Kyle, Maria and Josh agree to form a general partnership to own and operate three buildings that consist of retail space and apartments. They will operate some of the retail space themselves and lease the remaining space. They are equal partners. Kyle contributed real estate valued at $2 million, Josh contributed other real estate valued at $2 million and Maria contributed her bakery business, with equipment and café furnishings valued at $500,000 and a cash contribution of $1.5 million. Maria arrives at the bakery at 4:00 am six days a week to make sure her cinnamon rolls and croissants are ready when the Café opens at 7:00 am. The partners agree that Maria should be allocated the first $30,000 of profits from bakery operations each year. The bakery operations produced $150,000 of ordinary income for the year.

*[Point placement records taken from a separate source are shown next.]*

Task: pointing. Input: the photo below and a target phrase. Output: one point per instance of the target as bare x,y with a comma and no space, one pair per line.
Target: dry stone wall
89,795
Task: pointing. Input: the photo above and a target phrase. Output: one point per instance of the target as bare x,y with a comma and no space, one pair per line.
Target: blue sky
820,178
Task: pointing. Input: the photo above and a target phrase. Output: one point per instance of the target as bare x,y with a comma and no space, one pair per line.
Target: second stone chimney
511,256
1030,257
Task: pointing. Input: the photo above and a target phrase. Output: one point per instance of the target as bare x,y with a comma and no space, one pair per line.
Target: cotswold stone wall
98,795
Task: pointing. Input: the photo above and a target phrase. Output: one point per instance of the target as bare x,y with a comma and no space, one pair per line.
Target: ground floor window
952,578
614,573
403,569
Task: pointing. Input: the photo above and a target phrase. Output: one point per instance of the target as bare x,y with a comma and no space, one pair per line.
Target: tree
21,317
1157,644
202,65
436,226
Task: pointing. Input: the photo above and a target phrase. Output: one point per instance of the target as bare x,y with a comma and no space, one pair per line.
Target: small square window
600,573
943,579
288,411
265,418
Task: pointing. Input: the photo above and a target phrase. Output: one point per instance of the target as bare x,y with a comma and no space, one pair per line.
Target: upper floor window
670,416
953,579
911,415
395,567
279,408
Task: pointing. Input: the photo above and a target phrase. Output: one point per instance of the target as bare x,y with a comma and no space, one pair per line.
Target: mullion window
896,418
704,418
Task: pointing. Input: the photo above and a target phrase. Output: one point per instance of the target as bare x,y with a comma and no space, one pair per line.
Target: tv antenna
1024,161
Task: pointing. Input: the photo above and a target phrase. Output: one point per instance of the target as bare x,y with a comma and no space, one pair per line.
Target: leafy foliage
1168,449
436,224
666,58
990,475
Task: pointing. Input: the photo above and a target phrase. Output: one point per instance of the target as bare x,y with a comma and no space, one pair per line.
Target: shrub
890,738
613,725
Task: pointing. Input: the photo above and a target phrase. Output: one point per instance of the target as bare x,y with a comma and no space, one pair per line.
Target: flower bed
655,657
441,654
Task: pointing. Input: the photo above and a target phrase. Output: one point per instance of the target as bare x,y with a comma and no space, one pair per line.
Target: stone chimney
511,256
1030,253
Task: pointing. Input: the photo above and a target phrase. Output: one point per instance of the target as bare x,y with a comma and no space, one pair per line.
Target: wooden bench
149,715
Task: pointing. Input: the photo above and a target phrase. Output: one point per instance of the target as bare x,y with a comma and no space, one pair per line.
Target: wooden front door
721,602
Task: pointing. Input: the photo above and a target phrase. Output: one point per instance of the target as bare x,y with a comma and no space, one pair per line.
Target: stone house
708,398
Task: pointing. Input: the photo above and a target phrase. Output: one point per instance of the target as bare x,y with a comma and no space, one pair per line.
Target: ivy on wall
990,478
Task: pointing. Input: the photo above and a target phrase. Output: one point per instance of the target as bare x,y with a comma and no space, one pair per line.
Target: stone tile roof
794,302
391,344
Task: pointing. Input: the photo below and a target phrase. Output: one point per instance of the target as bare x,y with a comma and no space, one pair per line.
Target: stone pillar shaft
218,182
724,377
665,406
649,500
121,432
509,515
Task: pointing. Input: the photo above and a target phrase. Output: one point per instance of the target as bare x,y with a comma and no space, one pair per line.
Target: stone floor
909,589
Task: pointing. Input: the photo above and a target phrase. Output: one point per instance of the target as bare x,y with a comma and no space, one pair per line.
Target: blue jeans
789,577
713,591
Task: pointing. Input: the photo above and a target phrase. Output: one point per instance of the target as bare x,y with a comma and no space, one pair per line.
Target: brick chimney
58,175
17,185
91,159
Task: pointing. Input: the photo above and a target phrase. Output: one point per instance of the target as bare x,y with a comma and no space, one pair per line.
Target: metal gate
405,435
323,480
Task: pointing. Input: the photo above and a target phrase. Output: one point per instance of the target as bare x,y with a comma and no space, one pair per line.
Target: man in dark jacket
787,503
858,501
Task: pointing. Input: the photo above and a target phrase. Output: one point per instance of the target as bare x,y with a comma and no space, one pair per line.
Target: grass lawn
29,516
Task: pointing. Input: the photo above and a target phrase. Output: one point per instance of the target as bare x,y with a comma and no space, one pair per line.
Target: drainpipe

a. Ignoring all other partnership items, will the special allocation of income to Maria be respected by the IRS? Why or why not.

b. Assume instead, that the special allocation to Maria of the first $30,000 of bakery income was made this year but next year Maria will also receive a special allocation of $30,000 of bakery deductions, before any deductions are allocated to the other partners. Will the special allocations be respected by the IRS? Why or why not?

c. Assuming no special allocations for any partners, the partnership sells the real estate contributed by Josh for $2.5 million. Josh’s adjusted basis for the real estate was $825,000. What amount of gain from the sale will be allocated to Kyle, Maria and Josh?